Will I notice anything during the exam?
The injection of the radioactive substance is like a conventional syringe prick. You lie and relax. During the shooting, you have to be at rest. Some might feel a little tendency to claustrophobia, and for some it can be difficult to remain completely still so long. You will not feel any discomfort due to radioactivity in the body. The radioactive substance will quickly disappear after investigation and involves no health risk for you.

Who interprets the results?
Usually it is a radiologist with specialized training in interpreting PET images considering the pictures and make a report to the doctor who referred you. Usually it takes only a few days before results are available.

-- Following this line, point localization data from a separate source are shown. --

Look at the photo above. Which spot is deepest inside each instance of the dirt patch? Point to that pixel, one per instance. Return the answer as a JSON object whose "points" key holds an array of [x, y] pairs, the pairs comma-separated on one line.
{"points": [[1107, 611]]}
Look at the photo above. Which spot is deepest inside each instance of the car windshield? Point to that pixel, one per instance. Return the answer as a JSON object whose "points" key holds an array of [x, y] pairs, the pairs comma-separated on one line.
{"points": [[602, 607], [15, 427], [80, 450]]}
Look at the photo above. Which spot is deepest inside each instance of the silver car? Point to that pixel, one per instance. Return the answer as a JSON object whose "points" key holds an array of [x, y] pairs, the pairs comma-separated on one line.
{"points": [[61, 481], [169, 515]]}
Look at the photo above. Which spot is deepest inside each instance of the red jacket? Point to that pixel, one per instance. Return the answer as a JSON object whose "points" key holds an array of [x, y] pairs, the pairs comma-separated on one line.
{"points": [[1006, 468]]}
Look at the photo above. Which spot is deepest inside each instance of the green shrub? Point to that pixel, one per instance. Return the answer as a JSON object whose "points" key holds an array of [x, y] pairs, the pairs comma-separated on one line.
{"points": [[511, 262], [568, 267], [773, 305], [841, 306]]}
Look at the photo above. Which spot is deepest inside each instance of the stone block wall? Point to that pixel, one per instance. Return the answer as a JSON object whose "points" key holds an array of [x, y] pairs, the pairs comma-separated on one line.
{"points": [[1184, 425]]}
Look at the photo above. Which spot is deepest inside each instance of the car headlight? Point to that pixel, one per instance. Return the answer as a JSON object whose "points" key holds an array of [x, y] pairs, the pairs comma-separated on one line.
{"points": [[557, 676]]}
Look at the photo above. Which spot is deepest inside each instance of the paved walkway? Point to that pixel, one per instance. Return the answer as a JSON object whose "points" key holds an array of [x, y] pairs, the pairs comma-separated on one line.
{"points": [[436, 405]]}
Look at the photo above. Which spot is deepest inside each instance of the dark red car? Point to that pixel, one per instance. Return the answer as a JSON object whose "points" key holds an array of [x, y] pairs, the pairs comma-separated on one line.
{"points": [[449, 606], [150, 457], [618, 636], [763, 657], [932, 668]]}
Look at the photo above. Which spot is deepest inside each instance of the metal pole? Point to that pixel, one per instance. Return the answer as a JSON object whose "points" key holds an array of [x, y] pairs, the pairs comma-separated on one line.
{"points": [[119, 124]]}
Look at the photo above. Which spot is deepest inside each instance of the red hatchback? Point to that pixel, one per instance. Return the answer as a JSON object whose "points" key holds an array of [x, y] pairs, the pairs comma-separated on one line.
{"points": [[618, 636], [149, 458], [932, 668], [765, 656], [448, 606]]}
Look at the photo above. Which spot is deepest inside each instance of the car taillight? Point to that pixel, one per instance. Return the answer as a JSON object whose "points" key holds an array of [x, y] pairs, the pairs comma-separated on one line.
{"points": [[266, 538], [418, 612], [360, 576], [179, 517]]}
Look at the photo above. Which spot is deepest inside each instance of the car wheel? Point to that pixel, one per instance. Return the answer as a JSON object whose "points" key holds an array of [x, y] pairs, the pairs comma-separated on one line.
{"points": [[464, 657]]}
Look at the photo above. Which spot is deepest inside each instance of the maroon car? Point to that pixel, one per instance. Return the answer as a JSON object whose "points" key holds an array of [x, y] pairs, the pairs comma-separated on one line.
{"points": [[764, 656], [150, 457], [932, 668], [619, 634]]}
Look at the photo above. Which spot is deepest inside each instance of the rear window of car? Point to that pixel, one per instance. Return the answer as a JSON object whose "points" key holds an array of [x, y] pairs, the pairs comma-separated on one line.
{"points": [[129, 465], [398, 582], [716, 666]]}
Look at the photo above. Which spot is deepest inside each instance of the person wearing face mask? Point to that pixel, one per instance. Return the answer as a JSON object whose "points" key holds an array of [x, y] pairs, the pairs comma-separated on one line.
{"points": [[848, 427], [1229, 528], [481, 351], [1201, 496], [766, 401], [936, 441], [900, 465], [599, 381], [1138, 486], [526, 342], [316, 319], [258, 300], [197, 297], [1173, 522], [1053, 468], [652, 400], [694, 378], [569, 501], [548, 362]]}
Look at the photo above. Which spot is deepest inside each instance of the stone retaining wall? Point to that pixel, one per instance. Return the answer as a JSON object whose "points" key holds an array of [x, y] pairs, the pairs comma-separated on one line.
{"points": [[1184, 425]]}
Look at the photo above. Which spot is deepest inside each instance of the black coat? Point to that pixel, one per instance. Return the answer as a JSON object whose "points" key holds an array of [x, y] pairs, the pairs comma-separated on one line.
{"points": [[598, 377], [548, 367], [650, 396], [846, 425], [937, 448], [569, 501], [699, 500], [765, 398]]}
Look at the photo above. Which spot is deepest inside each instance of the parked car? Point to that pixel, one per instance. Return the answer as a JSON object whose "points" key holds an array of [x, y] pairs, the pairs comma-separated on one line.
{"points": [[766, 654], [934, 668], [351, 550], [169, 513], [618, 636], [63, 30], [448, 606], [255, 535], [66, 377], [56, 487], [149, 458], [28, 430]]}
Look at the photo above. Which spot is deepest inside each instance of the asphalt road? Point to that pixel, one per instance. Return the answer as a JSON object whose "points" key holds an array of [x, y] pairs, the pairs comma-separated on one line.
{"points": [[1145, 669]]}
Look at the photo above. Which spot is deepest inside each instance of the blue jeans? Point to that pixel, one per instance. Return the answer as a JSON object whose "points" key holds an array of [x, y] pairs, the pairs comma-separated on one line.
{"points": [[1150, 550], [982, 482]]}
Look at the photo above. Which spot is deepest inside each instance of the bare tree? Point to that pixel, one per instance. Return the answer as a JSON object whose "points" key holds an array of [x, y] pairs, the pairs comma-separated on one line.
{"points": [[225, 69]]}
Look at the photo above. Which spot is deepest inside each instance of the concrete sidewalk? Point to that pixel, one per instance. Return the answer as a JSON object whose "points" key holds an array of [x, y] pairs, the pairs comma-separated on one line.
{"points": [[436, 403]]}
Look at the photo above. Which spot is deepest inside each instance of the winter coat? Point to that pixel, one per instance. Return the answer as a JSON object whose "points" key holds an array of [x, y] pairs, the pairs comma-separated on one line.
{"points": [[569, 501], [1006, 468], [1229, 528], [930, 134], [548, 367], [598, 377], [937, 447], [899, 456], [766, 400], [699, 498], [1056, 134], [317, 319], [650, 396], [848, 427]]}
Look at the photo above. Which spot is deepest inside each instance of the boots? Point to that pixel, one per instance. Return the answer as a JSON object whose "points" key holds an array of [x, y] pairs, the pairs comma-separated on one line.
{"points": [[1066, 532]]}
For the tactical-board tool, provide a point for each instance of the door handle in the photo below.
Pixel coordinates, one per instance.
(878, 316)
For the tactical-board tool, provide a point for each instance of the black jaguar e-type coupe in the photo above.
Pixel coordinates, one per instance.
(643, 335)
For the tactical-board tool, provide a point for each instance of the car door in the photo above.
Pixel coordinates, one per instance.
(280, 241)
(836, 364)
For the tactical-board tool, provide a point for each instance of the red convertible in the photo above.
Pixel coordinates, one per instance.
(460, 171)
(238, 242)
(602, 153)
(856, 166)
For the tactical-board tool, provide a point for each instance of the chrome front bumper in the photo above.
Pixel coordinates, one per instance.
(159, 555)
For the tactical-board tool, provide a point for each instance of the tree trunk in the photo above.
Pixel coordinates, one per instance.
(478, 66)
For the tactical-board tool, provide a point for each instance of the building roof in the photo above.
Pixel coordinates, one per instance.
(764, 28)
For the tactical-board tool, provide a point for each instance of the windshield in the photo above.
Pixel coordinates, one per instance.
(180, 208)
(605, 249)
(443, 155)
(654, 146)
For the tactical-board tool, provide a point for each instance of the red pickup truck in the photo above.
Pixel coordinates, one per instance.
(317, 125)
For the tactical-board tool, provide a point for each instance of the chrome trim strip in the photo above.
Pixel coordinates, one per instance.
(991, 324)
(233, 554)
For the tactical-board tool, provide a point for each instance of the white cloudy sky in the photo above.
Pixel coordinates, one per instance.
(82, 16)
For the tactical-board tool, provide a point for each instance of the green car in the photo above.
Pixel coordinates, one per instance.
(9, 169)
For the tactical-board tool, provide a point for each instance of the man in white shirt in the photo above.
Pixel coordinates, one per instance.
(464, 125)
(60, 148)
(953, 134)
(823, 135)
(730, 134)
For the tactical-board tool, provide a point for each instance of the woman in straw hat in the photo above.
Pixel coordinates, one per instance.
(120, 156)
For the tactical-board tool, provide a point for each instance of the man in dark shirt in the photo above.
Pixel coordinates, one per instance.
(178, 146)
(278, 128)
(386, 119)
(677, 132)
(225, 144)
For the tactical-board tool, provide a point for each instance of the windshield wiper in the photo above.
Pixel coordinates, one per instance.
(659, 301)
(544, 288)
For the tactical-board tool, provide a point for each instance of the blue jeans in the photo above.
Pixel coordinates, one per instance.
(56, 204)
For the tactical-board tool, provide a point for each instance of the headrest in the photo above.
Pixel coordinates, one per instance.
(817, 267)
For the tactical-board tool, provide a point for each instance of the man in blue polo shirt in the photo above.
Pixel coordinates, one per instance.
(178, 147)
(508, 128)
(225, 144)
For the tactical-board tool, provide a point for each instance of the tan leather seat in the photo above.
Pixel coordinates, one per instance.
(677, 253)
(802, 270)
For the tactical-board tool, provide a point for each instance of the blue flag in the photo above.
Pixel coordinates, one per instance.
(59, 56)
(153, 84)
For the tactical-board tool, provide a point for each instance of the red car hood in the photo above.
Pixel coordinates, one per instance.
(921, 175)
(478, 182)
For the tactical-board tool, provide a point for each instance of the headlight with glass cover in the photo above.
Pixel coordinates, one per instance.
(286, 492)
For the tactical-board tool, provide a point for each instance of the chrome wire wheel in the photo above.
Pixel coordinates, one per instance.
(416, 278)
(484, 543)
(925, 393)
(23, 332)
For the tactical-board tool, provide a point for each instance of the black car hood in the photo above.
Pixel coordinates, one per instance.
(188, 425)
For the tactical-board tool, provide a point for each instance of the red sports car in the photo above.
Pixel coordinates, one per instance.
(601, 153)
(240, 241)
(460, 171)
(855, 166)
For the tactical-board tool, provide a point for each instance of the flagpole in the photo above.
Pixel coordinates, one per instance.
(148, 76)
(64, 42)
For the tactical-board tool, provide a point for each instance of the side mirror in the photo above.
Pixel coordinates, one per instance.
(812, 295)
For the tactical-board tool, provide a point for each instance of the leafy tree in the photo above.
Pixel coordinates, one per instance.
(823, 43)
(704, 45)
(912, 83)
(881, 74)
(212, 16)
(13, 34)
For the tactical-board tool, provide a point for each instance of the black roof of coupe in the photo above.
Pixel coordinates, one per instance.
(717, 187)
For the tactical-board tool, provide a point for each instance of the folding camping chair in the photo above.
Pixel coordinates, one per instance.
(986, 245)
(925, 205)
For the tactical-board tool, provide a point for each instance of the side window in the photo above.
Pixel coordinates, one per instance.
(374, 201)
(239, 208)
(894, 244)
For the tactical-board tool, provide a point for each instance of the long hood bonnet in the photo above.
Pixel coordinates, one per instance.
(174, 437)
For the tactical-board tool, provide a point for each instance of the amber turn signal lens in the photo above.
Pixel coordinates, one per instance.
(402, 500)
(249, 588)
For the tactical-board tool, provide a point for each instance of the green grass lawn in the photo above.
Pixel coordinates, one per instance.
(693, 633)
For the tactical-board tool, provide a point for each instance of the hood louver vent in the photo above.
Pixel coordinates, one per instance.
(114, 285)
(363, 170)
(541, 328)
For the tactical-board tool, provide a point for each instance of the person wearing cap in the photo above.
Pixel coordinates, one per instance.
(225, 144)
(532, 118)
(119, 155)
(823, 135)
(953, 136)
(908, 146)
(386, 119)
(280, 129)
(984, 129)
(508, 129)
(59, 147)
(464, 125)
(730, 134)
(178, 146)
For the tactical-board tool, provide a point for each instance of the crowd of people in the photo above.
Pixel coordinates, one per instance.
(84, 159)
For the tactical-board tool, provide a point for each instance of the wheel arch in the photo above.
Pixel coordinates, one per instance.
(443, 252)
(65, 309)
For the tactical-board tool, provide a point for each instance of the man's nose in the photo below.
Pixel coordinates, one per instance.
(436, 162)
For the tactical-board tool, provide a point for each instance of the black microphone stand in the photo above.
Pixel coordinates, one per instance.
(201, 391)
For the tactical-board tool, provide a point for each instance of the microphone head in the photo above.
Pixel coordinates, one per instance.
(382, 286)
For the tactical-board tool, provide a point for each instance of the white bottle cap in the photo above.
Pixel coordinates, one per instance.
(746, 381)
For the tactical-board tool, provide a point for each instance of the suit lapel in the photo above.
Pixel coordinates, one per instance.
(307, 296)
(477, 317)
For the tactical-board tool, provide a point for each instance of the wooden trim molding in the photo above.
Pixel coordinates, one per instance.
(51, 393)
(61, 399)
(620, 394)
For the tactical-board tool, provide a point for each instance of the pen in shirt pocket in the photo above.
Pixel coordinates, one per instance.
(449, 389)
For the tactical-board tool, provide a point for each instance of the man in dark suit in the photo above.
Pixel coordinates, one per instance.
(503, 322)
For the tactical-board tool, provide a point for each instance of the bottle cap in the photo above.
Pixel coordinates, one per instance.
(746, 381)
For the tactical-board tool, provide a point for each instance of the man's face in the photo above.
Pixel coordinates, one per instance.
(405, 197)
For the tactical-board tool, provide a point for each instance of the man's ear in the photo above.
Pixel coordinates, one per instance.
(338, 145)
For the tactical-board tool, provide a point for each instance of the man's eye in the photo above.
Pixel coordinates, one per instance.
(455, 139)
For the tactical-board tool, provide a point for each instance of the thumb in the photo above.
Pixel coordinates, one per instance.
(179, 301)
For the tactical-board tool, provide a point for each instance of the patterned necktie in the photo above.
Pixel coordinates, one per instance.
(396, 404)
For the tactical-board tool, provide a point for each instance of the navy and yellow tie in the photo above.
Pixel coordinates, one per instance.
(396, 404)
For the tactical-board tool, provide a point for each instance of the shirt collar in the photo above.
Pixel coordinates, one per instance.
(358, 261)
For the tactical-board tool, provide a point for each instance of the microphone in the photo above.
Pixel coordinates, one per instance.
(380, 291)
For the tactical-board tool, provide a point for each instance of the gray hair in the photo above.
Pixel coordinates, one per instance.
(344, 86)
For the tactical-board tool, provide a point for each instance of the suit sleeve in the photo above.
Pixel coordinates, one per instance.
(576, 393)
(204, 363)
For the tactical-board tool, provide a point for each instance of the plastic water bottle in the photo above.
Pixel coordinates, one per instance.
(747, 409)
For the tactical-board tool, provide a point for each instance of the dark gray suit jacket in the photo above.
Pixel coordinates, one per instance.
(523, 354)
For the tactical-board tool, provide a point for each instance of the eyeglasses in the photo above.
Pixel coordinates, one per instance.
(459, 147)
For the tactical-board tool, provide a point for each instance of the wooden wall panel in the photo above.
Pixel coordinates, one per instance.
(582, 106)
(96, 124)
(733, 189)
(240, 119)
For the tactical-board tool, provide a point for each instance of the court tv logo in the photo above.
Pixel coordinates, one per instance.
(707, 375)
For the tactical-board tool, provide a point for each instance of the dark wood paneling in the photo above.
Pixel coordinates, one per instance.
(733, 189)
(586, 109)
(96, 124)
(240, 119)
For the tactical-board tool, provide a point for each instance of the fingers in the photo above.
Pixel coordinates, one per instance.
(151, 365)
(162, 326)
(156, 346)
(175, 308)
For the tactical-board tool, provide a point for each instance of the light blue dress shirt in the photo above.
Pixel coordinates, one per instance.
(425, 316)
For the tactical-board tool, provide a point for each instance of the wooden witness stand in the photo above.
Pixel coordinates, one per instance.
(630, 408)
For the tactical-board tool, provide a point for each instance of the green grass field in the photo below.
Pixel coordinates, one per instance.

What are the advantages and disadvantages of the survey?
Because PET allows study of body function, it can help physicians detect changes in the biochemical processes that suggest disease before changes in anatomy, for example. CT or MRI.

Because radioactivity is very short, the radiation exposure is very low. The radiation is so small that it does not affect the normal processes of the body.

The radioactive substance may expose the fetus to radiation if you are pregnant or may get into breast milk if you are breastfeeding. The risk to the fetus or child must be weighed against the potential benefit of PET study.

What limits the PET?
PET can give false results if your chemical balance is abnormal. This applies particularly diabetics or patients who have eaten the last hours before the test, because it can affect your blood sugar and insulin levels in the body. Since the radioactive substance decays quickly and seems only a short time, it must be produced in a laboratory near the PET machine. It is important that you arrive on time to the study.

PET performed by a physician who specializes in nuclear medicine, and who has experience with PET. In July 2005, installed the first full PET machine. In December 2005, also installed a machine at the hospital.

The utility of PET images increases when they are part of a larger diagnostic evaluation. In particular, comparisons with other imaging methods such as CT and MRI are useful. As already mentioned, a combination study of PET and CT to provide more accurate information about the location of any findings.

There is still some uncertainty about the accuracy of PET, ie the risk of making false positive and negative findings.